De aarde: een prognose

By Amy Goodman, Democracy Now! / Alternet, October 30, 2007

One of the world's leading scientists on global warming talks about the future of the planet, its species and our energy future.

A group of scientists in Britain are warning global warming could wipe out more than half the earth's species in the next few centuries. That finding appears in a new study published by researchers at the University of York. Scientists examined the relationship between climate and extinction rates over the past 500 million years. They determined that rising temperatures caused three of the earth's four biggest periods of mass extinction.

Today, we're going to spend the hour with one of the world's leading scientists studying climate change. His name: Tim Flannery. He's an Australian mammologist and palaeontologist. As a field zoologist, he has discovered and named more than sixty species. He has been described as being in league with the all-time great explorers like Dr. David Livingstone.

Here in this country, Tim Flannery might be best known as author of the bestselling book The Weather Makers: The History and Future Impact of Climate Change. Earlier this year, he was named the 2007 Australian of the Year. He was awarded the prize by the Australian Prime Minister John Howard. He joins us today in Santa Fe, New Mexico for the hour.

Let op: Flannery noemt als de vier gevaarlijkste positieve feedbackloops:
- het stoppen van de Golfstroom;
- het sterven van de regenwouden;
- het vrijkomen van methaan uit de oceaanbodems;
- het smelten van het noordpoolijs.

Wonderlijk: de Gouden kikker (of pad) is volgens Flannery de eerste gedocumenteerde diersoort die is verdwenen door de opwarming van de aarde:

Well, look, that animal was really, I think, the first well documented victim of this global climate change that we're about -- or that is looming on our horizon. It was a beautiful animal found just up in the mossy forests, and the American Indians had wonderful stories about it. They didn't see it very often, because it only came out a couple of weeks a year. And it was golden, of course, a wonderful animal. They believed if you ever found one, you would find great happiness. And they tell stories of one person who found such a toad and didn't know what happiness was. Another one just couldn't bear the happiness that he had found. And a bit like us humans, really, we don't recognize the beauty and wonder of the world that we have, and we seem willing to trade it for such short-term benefits.

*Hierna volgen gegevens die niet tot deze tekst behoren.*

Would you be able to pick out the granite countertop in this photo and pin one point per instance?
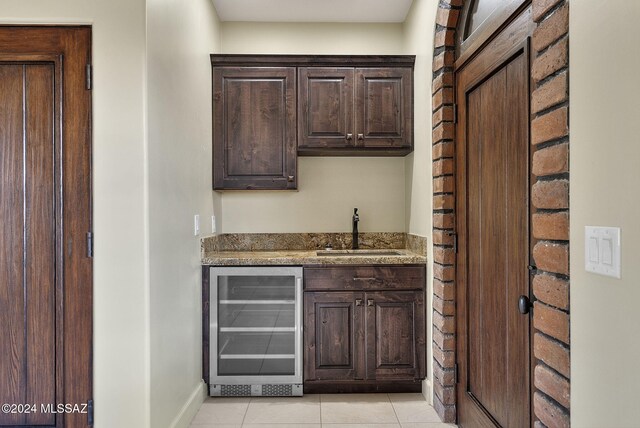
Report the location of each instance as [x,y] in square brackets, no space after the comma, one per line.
[301,249]
[308,257]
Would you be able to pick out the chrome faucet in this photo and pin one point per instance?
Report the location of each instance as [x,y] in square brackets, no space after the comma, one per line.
[356,219]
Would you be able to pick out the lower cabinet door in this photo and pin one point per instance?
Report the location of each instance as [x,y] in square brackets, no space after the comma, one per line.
[334,336]
[395,329]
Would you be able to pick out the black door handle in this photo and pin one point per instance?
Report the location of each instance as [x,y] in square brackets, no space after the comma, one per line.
[524,305]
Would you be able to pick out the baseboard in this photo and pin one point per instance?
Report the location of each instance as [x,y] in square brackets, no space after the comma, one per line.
[190,408]
[427,391]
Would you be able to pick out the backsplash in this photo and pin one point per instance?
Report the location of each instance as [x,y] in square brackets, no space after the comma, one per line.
[312,241]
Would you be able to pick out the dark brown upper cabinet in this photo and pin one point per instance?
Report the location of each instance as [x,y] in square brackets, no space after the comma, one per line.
[254,120]
[325,108]
[355,111]
[268,109]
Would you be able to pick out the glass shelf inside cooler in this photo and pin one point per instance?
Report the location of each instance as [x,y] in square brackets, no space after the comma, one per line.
[256,316]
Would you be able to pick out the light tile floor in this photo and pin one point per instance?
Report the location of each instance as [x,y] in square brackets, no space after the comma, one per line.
[319,410]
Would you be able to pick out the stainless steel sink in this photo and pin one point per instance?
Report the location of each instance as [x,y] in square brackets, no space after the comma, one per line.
[352,253]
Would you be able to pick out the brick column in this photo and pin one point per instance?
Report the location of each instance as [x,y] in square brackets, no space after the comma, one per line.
[443,134]
[550,221]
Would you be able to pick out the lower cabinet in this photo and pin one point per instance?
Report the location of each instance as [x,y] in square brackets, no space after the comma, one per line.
[364,328]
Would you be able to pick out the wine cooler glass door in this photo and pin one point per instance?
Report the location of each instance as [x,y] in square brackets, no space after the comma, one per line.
[258,332]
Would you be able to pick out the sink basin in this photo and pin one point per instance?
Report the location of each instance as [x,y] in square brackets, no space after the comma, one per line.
[352,253]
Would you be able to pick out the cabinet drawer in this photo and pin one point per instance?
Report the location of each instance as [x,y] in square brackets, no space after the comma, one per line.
[364,278]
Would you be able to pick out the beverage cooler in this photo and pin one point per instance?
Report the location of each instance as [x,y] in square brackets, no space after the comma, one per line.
[255,331]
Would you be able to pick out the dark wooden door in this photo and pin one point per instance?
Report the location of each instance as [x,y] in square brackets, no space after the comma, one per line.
[395,335]
[254,128]
[493,343]
[384,107]
[333,336]
[325,107]
[45,207]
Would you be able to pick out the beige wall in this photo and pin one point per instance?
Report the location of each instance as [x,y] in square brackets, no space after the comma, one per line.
[418,41]
[180,37]
[605,178]
[121,364]
[329,188]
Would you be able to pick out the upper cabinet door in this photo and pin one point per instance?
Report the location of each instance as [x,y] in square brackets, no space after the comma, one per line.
[325,108]
[384,108]
[254,122]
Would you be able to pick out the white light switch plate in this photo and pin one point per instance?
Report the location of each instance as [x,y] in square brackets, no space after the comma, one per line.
[602,250]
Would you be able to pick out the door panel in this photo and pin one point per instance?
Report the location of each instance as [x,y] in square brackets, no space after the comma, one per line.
[325,109]
[493,130]
[45,184]
[28,245]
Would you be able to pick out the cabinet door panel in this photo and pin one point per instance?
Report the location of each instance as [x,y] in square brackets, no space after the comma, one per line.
[333,336]
[384,107]
[395,335]
[325,107]
[254,128]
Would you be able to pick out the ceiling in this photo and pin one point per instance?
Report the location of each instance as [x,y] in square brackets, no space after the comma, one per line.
[313,10]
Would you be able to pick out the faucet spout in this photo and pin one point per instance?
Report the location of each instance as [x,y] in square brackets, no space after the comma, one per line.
[356,219]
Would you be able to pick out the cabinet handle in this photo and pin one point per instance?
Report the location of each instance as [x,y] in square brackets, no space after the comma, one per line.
[357,278]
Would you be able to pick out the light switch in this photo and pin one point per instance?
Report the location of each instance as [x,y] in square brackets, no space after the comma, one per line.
[594,255]
[607,252]
[602,250]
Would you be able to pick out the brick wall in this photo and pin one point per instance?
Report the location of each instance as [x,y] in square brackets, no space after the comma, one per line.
[550,219]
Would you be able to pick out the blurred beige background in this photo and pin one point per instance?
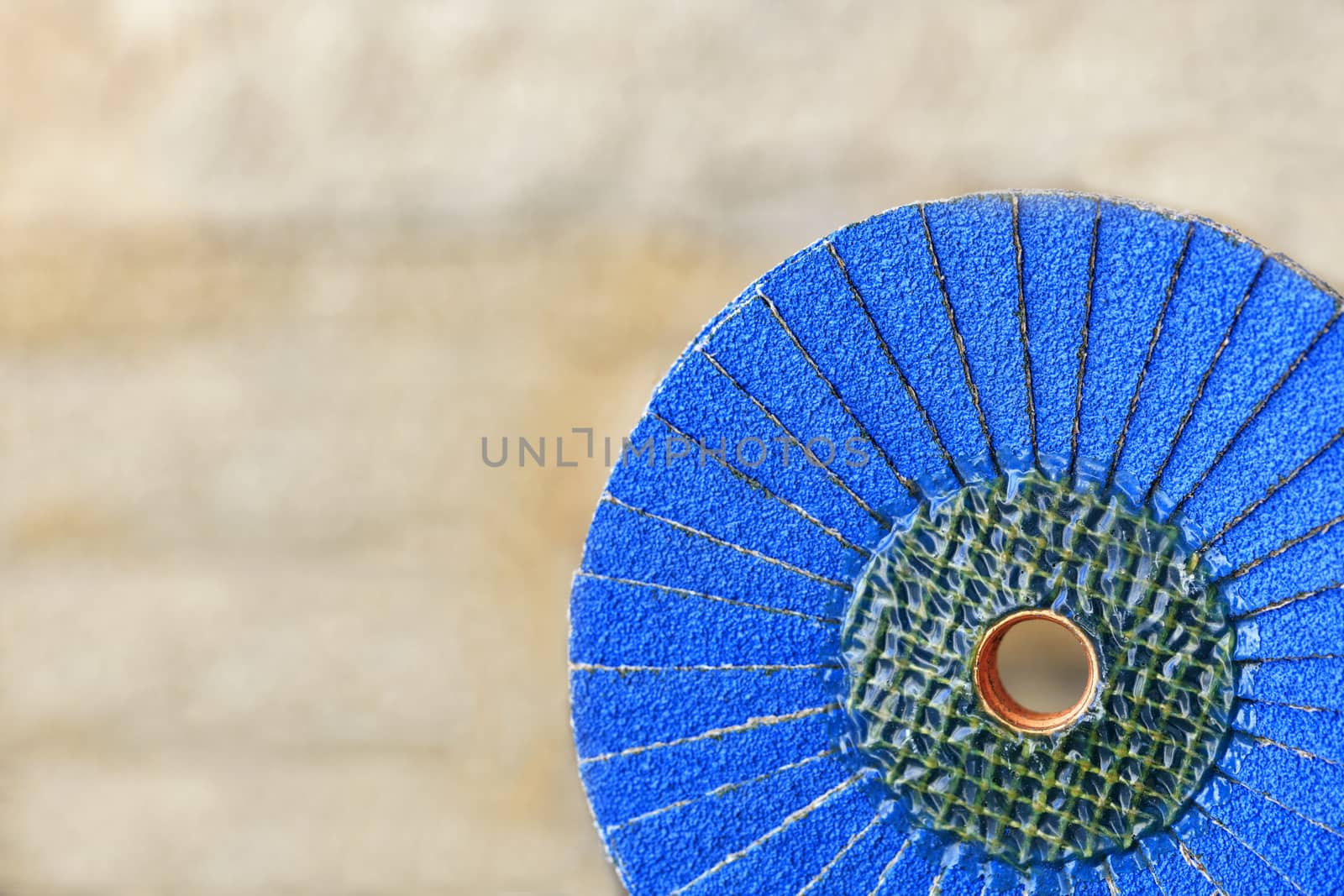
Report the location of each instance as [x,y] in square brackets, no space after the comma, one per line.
[269,270]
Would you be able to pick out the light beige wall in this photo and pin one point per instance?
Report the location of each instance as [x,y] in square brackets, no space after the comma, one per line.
[270,270]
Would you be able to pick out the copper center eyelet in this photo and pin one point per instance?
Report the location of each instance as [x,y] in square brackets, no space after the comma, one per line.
[1000,705]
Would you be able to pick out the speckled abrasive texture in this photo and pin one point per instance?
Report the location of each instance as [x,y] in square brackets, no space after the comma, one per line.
[1099,344]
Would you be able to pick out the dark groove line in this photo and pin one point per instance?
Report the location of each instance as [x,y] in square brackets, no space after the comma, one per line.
[1268,797]
[1300,707]
[1023,331]
[1196,862]
[689,593]
[761,486]
[1287,602]
[958,340]
[714,734]
[1148,358]
[792,819]
[844,851]
[1287,546]
[1082,347]
[882,520]
[1273,490]
[835,392]
[714,539]
[895,365]
[1108,875]
[886,869]
[1256,411]
[1247,846]
[1203,383]
[1152,872]
[716,792]
[1250,661]
[1261,741]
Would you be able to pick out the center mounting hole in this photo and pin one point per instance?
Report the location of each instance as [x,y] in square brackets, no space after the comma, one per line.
[1035,671]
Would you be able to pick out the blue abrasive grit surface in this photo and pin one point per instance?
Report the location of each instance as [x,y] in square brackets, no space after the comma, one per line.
[948,343]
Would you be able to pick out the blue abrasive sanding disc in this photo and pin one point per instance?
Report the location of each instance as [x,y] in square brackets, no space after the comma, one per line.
[891,448]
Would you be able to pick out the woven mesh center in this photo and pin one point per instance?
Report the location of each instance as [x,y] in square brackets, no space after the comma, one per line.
[958,564]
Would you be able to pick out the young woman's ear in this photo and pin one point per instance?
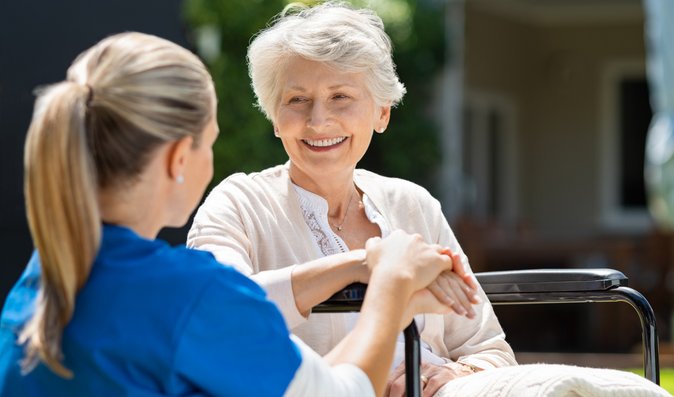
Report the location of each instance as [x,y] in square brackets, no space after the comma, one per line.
[178,156]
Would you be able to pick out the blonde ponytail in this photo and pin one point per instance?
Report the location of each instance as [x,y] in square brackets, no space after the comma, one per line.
[123,98]
[63,215]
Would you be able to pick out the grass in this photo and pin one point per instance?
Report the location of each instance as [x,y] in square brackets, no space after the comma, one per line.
[666,377]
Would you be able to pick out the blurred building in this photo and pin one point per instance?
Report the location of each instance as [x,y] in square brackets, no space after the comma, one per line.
[555,110]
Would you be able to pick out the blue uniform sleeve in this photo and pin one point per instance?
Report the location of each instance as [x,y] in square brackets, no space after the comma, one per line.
[236,342]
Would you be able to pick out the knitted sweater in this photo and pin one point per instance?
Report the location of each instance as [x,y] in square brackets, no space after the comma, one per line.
[254,222]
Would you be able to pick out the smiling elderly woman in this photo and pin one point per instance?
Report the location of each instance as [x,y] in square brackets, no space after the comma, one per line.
[325,78]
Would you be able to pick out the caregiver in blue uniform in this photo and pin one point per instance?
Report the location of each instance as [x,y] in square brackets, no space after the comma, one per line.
[115,152]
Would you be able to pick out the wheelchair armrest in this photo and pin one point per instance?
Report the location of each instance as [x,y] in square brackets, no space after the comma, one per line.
[550,280]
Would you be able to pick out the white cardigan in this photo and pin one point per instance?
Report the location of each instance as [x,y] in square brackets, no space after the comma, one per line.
[254,223]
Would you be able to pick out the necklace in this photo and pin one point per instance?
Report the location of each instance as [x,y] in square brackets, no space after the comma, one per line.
[339,227]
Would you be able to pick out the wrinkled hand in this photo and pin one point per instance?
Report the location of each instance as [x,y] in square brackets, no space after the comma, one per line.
[452,290]
[437,376]
[456,288]
[407,257]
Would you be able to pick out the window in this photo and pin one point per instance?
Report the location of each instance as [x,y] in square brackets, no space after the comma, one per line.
[626,117]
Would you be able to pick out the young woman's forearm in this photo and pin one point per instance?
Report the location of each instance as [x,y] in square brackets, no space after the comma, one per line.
[314,282]
[371,344]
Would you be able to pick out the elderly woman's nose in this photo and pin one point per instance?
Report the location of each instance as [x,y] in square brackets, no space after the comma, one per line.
[318,115]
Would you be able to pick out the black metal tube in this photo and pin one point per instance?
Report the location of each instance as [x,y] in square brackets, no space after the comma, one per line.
[619,294]
[412,361]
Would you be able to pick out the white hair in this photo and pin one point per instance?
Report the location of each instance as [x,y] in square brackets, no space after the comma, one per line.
[348,39]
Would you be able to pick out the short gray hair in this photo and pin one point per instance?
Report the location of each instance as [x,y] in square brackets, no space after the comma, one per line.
[348,39]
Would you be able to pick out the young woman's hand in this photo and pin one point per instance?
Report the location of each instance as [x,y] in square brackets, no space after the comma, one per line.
[406,258]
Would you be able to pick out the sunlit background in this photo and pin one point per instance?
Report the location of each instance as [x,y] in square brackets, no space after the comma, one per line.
[526,118]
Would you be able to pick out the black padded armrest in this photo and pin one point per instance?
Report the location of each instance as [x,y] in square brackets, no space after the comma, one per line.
[550,280]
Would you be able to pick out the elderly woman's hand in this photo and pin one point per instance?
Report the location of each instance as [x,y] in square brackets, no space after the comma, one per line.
[456,288]
[433,377]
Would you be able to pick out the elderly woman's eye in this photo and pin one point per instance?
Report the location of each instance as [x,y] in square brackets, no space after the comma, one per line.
[297,99]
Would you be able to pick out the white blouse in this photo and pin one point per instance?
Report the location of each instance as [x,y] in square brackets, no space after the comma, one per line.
[315,211]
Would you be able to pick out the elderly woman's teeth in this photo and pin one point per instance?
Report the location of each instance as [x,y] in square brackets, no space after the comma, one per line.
[324,142]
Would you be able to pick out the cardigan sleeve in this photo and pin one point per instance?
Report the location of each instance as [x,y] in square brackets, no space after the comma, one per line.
[479,341]
[219,227]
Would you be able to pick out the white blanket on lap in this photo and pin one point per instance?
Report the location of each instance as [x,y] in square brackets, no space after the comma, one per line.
[551,380]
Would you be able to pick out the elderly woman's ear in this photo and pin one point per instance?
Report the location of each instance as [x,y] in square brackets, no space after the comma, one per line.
[384,117]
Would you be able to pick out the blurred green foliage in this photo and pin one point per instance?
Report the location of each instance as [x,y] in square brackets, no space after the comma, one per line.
[221,31]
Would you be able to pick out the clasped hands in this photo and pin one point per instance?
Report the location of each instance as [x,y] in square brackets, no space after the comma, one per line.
[440,280]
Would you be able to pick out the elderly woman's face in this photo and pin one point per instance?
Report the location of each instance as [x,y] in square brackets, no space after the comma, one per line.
[326,118]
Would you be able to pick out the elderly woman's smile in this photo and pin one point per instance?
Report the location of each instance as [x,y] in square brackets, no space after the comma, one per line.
[324,144]
[325,117]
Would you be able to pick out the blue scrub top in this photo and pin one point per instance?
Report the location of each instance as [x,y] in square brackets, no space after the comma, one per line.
[155,320]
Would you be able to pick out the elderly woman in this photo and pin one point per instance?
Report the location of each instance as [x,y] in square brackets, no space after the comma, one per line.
[325,78]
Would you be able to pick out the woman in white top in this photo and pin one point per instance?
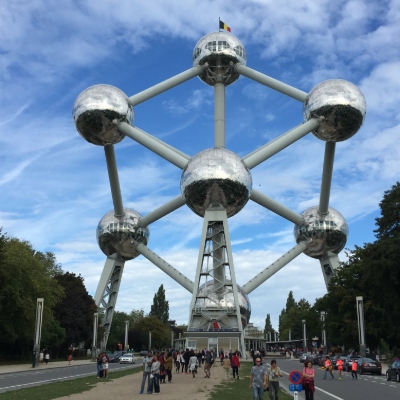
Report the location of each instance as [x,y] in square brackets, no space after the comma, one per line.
[193,363]
[155,371]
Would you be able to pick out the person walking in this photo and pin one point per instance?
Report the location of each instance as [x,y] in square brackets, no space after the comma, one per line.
[146,369]
[273,373]
[193,364]
[226,365]
[328,367]
[354,370]
[339,364]
[168,366]
[308,381]
[258,379]
[235,364]
[155,372]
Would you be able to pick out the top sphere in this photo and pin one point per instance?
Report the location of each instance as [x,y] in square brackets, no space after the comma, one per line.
[121,235]
[216,178]
[328,232]
[219,49]
[341,104]
[94,111]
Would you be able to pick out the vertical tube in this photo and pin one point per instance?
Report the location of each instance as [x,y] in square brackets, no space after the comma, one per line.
[219,115]
[326,177]
[114,180]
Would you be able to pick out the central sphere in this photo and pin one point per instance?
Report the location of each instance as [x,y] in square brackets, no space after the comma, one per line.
[328,232]
[219,50]
[121,235]
[216,178]
[223,298]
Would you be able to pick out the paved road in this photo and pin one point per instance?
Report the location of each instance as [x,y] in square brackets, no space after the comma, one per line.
[365,387]
[42,375]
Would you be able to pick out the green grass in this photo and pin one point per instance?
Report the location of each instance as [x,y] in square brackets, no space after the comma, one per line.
[239,389]
[63,388]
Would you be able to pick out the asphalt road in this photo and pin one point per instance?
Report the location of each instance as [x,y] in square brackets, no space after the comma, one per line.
[25,379]
[364,388]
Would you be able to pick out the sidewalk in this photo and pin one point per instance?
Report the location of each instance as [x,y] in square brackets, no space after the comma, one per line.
[7,369]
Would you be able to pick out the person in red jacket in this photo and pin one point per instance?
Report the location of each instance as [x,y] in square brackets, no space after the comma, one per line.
[235,364]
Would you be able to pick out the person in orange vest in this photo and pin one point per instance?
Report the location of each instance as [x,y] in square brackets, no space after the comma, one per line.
[339,364]
[354,370]
[328,367]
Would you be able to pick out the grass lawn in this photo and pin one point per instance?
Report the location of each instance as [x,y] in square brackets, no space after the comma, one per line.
[239,389]
[62,388]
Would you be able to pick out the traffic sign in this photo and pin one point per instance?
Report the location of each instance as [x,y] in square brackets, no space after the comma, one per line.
[295,377]
[295,388]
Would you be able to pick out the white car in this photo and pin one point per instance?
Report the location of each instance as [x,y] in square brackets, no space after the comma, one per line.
[127,358]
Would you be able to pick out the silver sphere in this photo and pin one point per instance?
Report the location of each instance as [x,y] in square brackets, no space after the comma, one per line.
[94,111]
[121,235]
[223,298]
[341,104]
[219,50]
[328,232]
[216,178]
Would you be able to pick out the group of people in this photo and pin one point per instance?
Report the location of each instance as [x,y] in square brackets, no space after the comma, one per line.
[157,366]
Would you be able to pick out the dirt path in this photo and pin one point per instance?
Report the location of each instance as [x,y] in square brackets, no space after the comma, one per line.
[128,387]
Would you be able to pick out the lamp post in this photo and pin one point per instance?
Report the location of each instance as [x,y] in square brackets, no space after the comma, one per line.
[361,327]
[94,345]
[38,332]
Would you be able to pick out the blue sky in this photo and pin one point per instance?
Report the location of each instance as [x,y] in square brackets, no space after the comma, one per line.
[54,185]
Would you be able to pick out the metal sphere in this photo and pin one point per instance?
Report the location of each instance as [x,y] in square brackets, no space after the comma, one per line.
[328,232]
[216,178]
[223,298]
[342,106]
[121,235]
[219,50]
[94,111]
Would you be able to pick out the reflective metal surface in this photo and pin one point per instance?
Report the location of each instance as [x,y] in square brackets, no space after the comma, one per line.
[95,109]
[328,232]
[223,298]
[120,235]
[219,49]
[341,104]
[216,178]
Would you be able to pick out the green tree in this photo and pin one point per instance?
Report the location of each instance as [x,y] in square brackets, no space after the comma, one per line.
[160,306]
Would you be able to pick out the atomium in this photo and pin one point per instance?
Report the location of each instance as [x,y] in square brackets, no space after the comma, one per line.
[120,236]
[223,298]
[220,50]
[216,178]
[94,111]
[328,233]
[342,107]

Flannery blijkt grote verwachtingen te hebben van geothermische energie (in centraal-Australië is een hittegebied ontdekt op slechts vier kilometer onder het aardoppervlak) en blijkt in het algemeen nog optimistisch te zijn over het vermogen van de mensheid de economie op een andere (energie-)leest te schoeien:

AMY GOODMAN: You have painted such a dismal scenario of what can happen with global climate change, global warming. And yet, you remain hopeful; why?

TIM FLANNERY: Because the solutions are actually within our grasp, you know? When you see the changes that humanity has performed in the past, you know, whether it was World War II, where we went from having a sort of very primitive sort of technology to having rocketry and nuclear weapons, which are not a great thing, but they're an amazing technical triumph, you know, radar and so forth, we know we can take these technologies that are now in nascent form and scale them up and produce a cleaner and greener world.

And the other thing, if I could say to you, is that I'm confident because I can see that this is going to be the great project of the twenty-first century. This is what will enthuse people. This is what will make people wealthy. It's a bit like in the nineteenth century, you know, the emphasis was on slavery and universal suffrage, and all of those things that we benefit from so much today, those changes. The twenty-first century is going to be about sustainability. It will be the great energizing project, and none of us can afford to be left behind.